I'm trying to learn how to use multiprocessing in Python. I read about multiprocessing, and I trying to do something like this:
I have the following class(partial code), which has a method to produce voronoi diagrams:
class ImageData:
def generate_voronoi_diagram(self, seeds):
"""
Generate a voronoi diagram with *seeds* seeds
:param seeds: the number of seed in the voronoi diagram
"""
nx = []
ny = []
gs = []
for i in range(seeds):
# Generate a cell position
pos_x = random.randrange(self.width)
pos_y = random.randrange(self.height)
nx.append(pos_x)
ny.append(pos_y)
# Save the f(x,y) data
x = Utils.translate(pos_x, 0, self.width, self.range_min, self.range_max)

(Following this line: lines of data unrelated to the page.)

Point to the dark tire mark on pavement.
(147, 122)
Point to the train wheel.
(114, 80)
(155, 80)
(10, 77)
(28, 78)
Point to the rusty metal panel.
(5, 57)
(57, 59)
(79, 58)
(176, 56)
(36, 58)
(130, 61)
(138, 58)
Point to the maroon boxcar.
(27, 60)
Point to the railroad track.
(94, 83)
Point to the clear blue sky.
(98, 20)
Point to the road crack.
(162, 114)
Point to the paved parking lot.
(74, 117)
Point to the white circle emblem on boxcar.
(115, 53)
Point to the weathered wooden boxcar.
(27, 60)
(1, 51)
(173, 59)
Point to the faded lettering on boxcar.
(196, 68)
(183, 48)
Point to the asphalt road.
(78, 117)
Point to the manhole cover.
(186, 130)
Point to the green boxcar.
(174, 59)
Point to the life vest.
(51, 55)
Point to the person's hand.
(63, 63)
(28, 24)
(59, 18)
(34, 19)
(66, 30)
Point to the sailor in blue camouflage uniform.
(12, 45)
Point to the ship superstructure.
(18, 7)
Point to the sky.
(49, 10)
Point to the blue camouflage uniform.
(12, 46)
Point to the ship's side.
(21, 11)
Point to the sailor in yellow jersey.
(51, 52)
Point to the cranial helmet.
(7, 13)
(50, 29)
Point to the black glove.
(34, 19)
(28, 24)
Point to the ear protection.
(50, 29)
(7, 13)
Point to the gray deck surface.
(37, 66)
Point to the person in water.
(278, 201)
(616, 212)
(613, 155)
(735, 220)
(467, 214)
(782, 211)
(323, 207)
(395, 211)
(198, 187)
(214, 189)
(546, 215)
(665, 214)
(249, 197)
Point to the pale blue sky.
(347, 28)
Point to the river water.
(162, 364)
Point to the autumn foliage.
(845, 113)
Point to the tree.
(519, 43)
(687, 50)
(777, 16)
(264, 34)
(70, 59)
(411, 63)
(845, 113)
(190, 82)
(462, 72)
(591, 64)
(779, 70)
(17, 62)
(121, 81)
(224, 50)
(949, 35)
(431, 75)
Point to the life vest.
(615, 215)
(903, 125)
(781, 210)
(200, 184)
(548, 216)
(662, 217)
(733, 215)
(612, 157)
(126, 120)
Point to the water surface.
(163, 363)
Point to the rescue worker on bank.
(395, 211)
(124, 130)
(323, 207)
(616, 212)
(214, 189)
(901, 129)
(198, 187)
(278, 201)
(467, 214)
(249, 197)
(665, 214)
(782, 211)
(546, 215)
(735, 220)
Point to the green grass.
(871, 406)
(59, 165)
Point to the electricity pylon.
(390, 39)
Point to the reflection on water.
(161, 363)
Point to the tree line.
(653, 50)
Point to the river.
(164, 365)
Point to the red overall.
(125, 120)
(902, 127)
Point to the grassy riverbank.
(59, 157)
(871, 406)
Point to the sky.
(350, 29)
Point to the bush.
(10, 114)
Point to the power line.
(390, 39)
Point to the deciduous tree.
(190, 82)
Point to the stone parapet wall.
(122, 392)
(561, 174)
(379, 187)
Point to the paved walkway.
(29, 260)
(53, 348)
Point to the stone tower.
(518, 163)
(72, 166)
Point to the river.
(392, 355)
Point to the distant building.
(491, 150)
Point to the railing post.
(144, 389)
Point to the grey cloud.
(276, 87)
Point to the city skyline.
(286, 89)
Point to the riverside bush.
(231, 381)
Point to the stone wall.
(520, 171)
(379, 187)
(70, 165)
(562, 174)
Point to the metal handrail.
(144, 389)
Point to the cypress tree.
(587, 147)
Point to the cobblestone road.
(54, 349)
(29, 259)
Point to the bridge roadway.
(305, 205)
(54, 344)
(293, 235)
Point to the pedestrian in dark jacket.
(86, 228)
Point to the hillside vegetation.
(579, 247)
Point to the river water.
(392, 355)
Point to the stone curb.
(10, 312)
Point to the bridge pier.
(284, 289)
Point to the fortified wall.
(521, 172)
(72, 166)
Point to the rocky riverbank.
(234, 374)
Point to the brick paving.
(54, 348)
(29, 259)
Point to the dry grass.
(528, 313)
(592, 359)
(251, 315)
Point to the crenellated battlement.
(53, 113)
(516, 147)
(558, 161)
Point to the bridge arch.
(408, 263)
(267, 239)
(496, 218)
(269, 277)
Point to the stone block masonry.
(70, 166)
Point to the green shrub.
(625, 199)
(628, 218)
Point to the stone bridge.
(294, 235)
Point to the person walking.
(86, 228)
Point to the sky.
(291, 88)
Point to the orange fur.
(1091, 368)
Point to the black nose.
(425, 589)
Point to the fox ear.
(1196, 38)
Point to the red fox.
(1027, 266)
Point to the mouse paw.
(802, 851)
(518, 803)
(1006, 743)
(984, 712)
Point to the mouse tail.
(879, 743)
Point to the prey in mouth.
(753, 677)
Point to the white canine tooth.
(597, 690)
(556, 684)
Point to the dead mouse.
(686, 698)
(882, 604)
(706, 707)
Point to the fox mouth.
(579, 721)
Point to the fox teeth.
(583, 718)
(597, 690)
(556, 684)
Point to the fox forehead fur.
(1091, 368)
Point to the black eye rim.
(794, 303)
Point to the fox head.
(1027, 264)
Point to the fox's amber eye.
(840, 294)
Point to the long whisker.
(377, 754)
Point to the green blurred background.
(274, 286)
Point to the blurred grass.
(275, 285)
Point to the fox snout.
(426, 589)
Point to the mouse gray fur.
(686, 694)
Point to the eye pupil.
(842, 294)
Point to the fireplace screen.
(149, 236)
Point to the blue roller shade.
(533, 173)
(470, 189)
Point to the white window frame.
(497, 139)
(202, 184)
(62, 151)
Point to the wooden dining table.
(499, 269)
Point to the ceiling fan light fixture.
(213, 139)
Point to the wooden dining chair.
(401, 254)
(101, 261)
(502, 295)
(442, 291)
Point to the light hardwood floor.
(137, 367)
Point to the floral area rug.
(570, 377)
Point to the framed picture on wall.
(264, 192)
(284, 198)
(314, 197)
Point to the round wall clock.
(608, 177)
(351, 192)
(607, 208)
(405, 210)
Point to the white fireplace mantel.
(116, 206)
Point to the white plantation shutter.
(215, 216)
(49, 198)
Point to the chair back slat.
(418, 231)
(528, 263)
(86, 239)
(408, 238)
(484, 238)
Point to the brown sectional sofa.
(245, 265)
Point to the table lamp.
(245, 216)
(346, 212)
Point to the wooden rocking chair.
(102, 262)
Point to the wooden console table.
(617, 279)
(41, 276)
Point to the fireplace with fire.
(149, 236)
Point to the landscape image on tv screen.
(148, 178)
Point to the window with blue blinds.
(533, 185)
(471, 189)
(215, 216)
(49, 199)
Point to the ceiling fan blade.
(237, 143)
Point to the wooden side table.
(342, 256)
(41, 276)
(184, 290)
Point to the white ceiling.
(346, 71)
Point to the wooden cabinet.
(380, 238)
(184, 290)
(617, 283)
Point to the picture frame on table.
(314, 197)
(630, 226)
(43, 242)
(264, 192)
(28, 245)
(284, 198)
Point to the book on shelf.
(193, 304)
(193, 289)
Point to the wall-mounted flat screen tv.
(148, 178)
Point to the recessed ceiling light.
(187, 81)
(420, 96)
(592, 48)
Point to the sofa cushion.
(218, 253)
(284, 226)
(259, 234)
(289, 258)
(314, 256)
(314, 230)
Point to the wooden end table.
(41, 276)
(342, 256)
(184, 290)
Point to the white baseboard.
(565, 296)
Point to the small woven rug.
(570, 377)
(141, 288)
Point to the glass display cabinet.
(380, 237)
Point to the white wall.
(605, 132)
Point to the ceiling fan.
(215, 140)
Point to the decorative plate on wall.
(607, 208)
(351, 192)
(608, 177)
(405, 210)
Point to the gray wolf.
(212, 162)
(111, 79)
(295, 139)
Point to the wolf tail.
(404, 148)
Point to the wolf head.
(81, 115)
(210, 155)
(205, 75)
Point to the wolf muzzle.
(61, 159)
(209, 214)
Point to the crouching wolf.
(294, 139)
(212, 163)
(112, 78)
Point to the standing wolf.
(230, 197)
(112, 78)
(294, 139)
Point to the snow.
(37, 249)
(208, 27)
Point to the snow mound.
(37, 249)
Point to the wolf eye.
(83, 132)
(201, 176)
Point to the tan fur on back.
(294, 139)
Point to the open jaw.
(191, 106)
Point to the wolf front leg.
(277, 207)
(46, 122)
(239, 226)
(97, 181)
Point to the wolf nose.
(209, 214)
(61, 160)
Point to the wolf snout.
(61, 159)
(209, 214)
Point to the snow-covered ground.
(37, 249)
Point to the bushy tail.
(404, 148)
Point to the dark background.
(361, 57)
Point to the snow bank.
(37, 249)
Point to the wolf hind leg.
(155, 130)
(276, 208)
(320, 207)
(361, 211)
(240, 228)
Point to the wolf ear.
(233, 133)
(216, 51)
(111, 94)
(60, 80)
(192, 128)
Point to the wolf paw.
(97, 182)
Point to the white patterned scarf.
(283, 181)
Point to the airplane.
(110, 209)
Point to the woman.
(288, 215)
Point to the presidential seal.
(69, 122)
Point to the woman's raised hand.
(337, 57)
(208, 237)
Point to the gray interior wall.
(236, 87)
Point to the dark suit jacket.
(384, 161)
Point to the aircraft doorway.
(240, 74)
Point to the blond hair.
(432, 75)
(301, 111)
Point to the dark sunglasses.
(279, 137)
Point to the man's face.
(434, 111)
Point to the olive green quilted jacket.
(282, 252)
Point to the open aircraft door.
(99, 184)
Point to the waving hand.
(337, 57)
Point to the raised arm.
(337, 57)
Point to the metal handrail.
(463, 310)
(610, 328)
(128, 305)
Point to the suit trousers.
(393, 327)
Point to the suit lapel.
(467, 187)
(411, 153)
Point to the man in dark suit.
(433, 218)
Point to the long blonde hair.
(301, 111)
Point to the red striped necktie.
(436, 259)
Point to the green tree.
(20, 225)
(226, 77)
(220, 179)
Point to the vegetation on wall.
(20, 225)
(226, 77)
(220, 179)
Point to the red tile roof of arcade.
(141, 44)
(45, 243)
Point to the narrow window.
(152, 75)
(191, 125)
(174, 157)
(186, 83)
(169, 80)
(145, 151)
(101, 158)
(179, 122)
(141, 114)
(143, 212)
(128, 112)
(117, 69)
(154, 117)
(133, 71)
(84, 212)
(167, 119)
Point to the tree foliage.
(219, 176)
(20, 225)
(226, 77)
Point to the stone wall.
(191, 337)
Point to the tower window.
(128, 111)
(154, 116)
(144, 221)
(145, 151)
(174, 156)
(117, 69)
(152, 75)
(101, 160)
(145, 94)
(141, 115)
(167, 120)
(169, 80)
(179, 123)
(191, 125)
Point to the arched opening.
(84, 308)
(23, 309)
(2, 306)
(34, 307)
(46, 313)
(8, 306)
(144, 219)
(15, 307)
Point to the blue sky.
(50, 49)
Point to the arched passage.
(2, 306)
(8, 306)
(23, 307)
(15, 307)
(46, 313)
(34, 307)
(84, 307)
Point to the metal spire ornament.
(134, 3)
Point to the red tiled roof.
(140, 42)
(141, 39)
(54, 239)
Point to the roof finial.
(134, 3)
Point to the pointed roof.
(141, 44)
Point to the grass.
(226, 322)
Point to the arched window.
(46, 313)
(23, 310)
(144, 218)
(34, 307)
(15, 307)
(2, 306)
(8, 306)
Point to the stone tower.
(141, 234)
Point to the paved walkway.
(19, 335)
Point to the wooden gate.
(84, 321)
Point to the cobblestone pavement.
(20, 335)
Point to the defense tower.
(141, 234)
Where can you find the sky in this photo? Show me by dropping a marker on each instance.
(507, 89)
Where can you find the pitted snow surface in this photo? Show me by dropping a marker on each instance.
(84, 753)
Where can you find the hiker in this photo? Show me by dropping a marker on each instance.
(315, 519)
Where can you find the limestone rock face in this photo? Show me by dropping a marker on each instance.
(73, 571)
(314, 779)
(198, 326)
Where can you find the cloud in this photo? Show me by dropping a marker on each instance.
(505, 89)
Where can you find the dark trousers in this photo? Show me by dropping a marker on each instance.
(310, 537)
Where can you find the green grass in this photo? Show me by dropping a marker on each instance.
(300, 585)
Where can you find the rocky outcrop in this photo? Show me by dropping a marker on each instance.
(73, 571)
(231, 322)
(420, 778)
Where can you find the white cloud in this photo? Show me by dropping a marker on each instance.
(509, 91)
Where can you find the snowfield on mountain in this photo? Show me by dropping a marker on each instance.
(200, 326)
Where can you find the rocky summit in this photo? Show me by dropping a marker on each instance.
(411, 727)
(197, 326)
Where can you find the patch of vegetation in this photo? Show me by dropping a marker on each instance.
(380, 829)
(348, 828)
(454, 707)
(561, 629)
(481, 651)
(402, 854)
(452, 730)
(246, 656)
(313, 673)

y = Utils.translate(pos_y, 0, self.height, self.range_min, self.range_max)
z = Utils.function(x, y)
gs.append(z)
for y in range(self.height):
for x in range(self.width):
# Return the Euclidean norm
d_min = math.hypot(self.width - 1, self.height - 1)
j = -1
for i in range(seeds):
# The distance from a cell to x, y point being considered
d = math.hypot(nx[i] - x, ny[i] - y)
if d < d_min:
d_min = d
j = i
self.data[x][y] = gs[j]
I have to generate a large number of this diagrams, so, this consumes a lot of time, so I thought this is a typical problem to be parallelized. I was doing this, in the "normal" approach, like this:
if __name__ == "__main__":
entries = []
for n in range(images):
entry = ImD.ImageData(width, height)
entry.generate_voronoi_diagram(seeds)
entry.generate_heat_map_image("ImagesOutput/Entries/Entry"+str(n))
entries.append(entry)
Trying to parallelize this, I tried this:
if __name__ == "__main__":
entries = []
seeds = np.random.poisson(100)
p = Pool()
entry = ImD.ImageData(width, height)
res = p.apply_async(entry.generate_voronoi_diagram,(seeds))
entries.append(entry)
entry.generate_heat_map_image("ImagesOutput/Entries/EntryX")
But, besides it doesn't work not even to generate a single diagram, I don't know how to specify that this have to be made N times.
Any help would be very appreciated. Thanks.
Python's multiprocessing doesn't share memory (unless you explicitly tell it to). That means that you won't see "side effects" of any function that gets run in a worker processes. Your generate_voronoi_diagram
method works by adding data to an entry
value, which is a side effect. In order to see the results, you need to be passing it back as a return values from your function.
Here's one approach that handles the entry
instance as an argument and return value:
def do_voroni(entry, seeds):
entry.generate_voronoi_diagram(seeds)
return entry
Now, you can use this function in your worker processes:
if __name__ == "__main__":
entries = [ImD.ImageData(width, height) for _ in range(images)]
seeds = numpy.random.poisson(100, images) # array of values
pool = multiprocessing.Pool()
for i, e in enumerate(pool.starmap_async(do_voroni, zip(entries, seeds))):
e.generate_heat_map_image("ImagesOutput/Entries/Entry{:02d}".format(i))
The e
values in the loop are not references to the values in the entries
list. Rather, they're copies of those objects, which have been passed out to the worker process (which added data to them) and then passed back.